PRESIDENTS' DAY OR PRESIDENT'S DAY?
We have holidays honoring mother and father, as the Fourth Commandment specifies; we have holidays honoring Christopher Columbus, that savage; and Rev. Martin Luther King, Jr., that 20th-century hero; we have days honoring trees, love, our flag, workers, veterans, and Jesus. There are many more categories that deserve honor and so far haven't received it or else receive it nominally but without the ceremony deserved.
On Presidents' Day, since 1971, we honor all forty-four presidents of the United States--some of us anyway.

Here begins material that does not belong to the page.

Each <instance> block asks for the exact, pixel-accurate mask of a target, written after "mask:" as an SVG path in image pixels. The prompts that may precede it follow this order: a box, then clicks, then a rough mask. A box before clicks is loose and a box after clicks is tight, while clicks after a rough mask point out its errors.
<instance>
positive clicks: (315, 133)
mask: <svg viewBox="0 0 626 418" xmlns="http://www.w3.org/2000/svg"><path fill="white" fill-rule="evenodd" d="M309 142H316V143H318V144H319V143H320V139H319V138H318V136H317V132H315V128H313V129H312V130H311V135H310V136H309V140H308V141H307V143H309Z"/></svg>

Since the day falls in between the birthdays of Lincoln and Washington, whom we used to honor separately, these two presidents are at the top of the list--Washington for guiding our country's birth and Lincoln for keeping our country together and, almost despite himself, eliminating one of the worst violations of democratic principles ever--condoned human slavery.

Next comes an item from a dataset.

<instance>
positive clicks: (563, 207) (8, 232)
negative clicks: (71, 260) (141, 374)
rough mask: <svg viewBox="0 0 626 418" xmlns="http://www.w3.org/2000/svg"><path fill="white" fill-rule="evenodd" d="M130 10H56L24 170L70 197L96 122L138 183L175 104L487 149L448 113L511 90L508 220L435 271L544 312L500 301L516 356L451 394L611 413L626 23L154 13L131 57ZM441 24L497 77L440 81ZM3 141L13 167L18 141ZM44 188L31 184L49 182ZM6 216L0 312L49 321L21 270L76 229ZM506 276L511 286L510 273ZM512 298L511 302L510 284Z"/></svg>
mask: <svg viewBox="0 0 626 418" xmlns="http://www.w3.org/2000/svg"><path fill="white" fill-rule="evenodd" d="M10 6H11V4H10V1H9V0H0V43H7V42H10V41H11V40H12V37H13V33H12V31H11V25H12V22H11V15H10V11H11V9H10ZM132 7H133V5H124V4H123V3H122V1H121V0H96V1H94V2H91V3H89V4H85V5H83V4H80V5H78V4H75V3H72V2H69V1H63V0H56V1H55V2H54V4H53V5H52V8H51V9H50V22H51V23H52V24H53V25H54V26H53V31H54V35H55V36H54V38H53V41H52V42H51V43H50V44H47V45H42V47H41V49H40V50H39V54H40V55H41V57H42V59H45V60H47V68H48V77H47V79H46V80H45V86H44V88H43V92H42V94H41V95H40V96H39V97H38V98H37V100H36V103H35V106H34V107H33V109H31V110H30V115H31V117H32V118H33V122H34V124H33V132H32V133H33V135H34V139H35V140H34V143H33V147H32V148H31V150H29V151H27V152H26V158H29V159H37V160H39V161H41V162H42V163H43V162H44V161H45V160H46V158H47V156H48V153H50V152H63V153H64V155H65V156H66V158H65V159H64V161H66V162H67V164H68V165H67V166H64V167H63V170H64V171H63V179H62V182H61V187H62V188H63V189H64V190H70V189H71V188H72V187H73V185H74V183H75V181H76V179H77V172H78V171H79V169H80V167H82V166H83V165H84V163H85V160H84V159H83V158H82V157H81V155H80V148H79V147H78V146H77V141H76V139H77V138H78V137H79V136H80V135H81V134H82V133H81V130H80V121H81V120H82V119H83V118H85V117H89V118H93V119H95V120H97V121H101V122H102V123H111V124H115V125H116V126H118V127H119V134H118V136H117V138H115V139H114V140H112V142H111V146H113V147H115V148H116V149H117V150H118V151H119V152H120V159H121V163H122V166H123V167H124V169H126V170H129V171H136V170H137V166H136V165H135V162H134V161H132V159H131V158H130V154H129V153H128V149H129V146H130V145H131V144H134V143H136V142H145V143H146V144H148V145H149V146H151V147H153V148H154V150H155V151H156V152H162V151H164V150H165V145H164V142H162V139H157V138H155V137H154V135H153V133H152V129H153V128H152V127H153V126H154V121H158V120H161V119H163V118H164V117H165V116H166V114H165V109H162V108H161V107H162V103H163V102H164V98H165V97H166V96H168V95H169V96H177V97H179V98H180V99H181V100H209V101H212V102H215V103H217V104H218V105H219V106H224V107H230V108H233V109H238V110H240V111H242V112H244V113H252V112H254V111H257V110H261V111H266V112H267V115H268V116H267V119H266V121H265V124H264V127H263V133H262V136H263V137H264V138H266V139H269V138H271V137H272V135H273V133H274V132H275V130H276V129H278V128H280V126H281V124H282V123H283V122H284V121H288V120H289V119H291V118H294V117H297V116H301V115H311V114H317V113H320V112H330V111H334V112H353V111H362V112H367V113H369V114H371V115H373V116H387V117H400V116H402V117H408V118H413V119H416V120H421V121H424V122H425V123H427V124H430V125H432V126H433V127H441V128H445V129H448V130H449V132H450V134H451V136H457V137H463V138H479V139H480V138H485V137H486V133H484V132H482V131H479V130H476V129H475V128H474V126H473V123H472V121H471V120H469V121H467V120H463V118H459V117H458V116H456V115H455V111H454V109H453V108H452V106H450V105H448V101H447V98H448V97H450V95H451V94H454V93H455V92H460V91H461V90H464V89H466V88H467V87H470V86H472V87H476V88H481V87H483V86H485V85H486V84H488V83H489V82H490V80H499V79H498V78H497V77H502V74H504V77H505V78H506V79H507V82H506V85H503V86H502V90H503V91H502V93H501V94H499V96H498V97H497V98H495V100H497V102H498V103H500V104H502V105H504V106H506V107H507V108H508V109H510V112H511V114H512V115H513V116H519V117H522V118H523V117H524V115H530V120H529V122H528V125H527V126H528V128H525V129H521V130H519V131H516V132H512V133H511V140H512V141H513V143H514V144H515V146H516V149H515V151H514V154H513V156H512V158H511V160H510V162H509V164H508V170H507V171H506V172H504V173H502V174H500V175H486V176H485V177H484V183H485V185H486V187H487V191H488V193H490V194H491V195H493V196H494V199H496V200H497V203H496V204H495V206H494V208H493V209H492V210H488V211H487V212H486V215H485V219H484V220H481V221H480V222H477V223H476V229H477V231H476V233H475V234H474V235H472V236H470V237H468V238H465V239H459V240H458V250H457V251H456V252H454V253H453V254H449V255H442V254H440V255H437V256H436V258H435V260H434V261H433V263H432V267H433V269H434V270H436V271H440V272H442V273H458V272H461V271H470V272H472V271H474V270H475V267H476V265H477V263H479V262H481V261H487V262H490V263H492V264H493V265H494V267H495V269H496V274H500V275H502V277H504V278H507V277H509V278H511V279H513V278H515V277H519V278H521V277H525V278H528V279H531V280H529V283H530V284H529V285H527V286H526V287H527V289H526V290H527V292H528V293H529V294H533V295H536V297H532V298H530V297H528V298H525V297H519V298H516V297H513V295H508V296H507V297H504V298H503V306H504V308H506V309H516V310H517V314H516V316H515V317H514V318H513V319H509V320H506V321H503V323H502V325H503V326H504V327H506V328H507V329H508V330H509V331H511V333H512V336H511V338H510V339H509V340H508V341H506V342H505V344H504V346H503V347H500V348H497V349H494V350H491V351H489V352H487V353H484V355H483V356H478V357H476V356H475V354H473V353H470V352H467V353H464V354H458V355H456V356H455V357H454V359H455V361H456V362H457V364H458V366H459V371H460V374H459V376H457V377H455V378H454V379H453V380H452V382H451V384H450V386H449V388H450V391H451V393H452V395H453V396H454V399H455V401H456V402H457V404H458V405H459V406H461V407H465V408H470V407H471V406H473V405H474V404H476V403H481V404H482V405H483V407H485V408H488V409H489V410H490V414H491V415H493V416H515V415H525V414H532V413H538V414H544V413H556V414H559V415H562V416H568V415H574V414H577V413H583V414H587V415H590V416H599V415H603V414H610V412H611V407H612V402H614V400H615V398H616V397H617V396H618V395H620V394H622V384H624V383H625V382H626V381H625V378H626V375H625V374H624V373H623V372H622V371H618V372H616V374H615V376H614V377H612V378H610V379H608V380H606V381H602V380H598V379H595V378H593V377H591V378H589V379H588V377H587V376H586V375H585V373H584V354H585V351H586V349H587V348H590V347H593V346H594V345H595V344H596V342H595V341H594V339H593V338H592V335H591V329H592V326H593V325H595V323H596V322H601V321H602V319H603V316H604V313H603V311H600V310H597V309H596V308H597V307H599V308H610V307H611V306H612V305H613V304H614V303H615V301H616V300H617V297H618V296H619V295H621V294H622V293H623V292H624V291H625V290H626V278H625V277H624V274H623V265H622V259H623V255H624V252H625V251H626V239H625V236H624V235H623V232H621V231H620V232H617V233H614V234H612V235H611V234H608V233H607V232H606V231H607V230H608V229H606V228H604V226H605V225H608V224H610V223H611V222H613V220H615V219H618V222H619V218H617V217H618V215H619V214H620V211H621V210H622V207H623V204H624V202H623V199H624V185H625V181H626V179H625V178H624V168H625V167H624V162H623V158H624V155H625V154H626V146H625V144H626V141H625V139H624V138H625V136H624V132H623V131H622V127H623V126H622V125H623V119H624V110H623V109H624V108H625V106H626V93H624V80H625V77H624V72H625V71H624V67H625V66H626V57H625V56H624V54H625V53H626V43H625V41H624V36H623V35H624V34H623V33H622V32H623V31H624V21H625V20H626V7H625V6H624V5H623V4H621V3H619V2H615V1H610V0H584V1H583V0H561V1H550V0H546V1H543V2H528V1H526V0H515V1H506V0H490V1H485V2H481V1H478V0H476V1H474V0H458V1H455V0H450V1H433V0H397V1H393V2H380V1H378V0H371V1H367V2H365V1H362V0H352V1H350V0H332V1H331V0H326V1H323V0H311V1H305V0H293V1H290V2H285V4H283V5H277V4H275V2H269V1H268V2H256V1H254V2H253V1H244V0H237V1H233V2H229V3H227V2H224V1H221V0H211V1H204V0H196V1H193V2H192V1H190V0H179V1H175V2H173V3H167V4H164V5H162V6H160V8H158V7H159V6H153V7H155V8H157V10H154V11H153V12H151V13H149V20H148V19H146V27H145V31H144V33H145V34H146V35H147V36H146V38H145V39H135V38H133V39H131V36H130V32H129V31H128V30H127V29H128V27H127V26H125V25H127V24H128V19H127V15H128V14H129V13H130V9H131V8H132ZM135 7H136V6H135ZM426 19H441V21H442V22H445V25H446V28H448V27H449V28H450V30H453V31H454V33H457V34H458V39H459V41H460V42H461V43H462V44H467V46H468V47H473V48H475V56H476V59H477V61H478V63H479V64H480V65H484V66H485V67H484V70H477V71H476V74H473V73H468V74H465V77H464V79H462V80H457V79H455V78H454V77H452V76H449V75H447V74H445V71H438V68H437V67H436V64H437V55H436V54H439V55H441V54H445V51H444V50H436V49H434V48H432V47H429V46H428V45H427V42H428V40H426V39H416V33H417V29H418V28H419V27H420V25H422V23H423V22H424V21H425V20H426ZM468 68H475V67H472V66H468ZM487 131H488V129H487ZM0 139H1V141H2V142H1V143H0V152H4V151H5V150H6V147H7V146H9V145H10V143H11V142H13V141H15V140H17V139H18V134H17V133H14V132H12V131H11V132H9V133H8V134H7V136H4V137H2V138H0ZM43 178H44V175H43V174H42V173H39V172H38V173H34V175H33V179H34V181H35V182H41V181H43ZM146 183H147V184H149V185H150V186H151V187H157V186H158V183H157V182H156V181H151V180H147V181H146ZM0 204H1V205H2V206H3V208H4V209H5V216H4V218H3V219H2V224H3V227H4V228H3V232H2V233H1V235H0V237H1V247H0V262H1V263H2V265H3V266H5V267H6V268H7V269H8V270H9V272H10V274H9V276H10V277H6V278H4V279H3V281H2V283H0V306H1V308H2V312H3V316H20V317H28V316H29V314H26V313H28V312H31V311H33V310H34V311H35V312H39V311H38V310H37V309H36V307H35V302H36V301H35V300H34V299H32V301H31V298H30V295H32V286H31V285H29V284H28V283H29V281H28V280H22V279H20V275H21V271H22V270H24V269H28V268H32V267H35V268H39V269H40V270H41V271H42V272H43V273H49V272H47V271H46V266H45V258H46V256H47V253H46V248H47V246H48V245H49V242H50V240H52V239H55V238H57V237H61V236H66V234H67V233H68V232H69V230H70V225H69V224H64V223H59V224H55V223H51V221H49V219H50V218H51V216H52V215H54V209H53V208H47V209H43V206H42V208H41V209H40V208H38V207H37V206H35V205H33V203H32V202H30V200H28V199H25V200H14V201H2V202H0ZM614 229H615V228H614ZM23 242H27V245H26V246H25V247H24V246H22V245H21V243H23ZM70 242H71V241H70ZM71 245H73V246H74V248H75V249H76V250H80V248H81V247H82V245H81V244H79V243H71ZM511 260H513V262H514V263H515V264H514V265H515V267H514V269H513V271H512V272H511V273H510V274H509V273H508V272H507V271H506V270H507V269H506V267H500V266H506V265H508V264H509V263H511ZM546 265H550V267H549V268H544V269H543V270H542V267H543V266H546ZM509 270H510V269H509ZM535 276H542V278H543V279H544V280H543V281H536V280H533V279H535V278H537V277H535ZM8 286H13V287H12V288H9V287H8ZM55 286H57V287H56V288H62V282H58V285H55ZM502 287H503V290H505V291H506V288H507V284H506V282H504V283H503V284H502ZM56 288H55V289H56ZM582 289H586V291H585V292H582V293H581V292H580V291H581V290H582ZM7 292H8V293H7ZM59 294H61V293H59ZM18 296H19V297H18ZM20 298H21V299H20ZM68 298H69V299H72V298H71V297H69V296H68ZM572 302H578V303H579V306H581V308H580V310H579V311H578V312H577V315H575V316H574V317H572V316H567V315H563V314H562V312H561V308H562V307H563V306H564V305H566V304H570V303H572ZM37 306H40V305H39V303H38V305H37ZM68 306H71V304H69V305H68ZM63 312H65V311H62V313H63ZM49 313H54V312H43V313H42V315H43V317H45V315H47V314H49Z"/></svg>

Granted, there is no unanimity as to what constitutes greatness in a president beyond that, and some disagree that Lincoln was a great president, and Howard Zinn for one is not terribly impressed with Washington, as I noted in a book review last month.
How can we celebrate Presidents' Day to give honor where it is deserved and not just because a man sat in the oval office for however long he did? Can we say that the longer a president served, the more likely he was to have been supremely competent? What this country suffered in the preceding decade belies that, though FDR died in office serving his fourth term--unique to US history.
We could plant a garden with each president's best feature. James Buchanan was handsome, Reagan charismatic, Bush 43 always looked as if he were on the verge of laughter when he gave speeches--we were such dupes to have allowed him into the White House. So we could call him the worst actor and Reagan the best, JFK the most envied, Bill Clinton the sex symbol, Woodrow Wilson the aristocrat, Teddy Roosevelt the environmentalist, Harry Truman the Marshall Planner but, oops, he dropped a few bombs, too.
And on and on. Once we had forty-four positive traits, we could construct an ideal chief executive. But who's we? I'm a left-leaning Democrat, so I would construct someone different than Mrs. Clarence Thomas would (her husband?), for example.
It's true that in this pluralistic society, the most amazing feat would be to invent a president agreeable to all, who would receive 100 percent of the vote. I'd guess that George Washington would come closest to that denominator, but he doesn't count. Only a Tea Partier would love him these days. What impresses me most about Washington is not his wealth, as the richest man in America in his day, but his iron will that kept that ragtag militia going through the motions of war, despite all the defeats, despite the impressive opposition, despite all the desertions for every reason under the sun--I mean, it was a lost cause won.
The British were at a disadvantage in being a whole ocean away from their homeland, just as the United States was in Vietnam. Back then we were the guerillas, the ones who knew the lay of the land. Back then, we were the Afghans.
Another greater disadvantage was that the British were hated by France and Spain. What an odd reason for a country to be born.
I guess to invent an ideal president, we'd need a professional pollster to choose forty-four Americans who represent every political viewpoint possible. Then we'd give each one a box of Crayola crayons and a laptop. With the crayons they'd draw this person. He'd probably have blond hair, though few if any presidents emerge from office with a hair color other than gray--our Obama is on that path already but attributes it to his age, not stress.
On their laptops, the forty-four would type a one-paragraph description of the ideal president and email it to a central mechanism, which would process all forty-four descriptions and eject a verbal consolidation and compromise to construct a president who would appeal to the largest number of us.
We must probe deeply into the nature of presidential accomplishment in order to distinguish someone who really accomplished something during his tenure, like Lincoln holding the country together, and someone who happened to be around when a major milestone was achieved, like George Bush 41, for example, who happened to be in office when the Berlin Wall fell ("Mr. Gorbachev, tear down that wall!" was the worst line Reagan ever uttered and, what's most pathetic, he didn't seem to believe himself, let alone persuade the rest of us.)
As to that pollster-created "ideal" president, one problem would be that he'd remain a colorless form. The forty-four chosen Americans would look blankly at their boxes of Crayolas. What color is the ideal president?
What I'm getting at is that we need to honor those who deserve honor and detest not their mistakes so much as areas where they purposefully accomplished disasters, like the Iraq war, for example.